Varios autores dirigen una serie de investigaciones hacia los inconvenientes de la electricidad en este sentido. La primera de ellas es la dependencia hacia los fósiles para generar la mayor cantidad de energía a nivel mundial. Desarrollar y extender masivamente formas alternativas para alcanzar la energía eléctrica todavía es un sueño, por lo que inevitablemente los coches eléctricos contribuyen por ahora también al agotamiento de los recursos naturales.

Agregan que si se tiene en cuenta su fase de producción, los coches eléctricos podrían ser incluso más contaminantes que los de gasolina o diésel.

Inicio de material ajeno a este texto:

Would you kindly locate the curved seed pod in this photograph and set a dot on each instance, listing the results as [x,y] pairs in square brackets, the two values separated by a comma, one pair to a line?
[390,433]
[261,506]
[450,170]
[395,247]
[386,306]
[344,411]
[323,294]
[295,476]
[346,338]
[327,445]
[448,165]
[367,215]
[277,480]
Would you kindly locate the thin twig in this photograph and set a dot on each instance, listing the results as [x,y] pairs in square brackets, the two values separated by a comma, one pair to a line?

Según informe publicado por el Journal of Industrial Energy, las fábricas de coches eléctricos también emiten una mayor cantidad de desechos tóxicos comparada con las de vehículos convencionales, lo que no indica a acabar con la producción sino a centrarse en la forma de producir energía limpia.

La falta de iniciativa privada y pública, sin dudas asignatura pendiente que impide el despertar de la movilidad eléctrica, así como la gran inversión que constituye la infraestructura futura, resultan complejidades no auguradoras de algo positivo para su desarrollo y el consecuente cuidado de la naturaleza.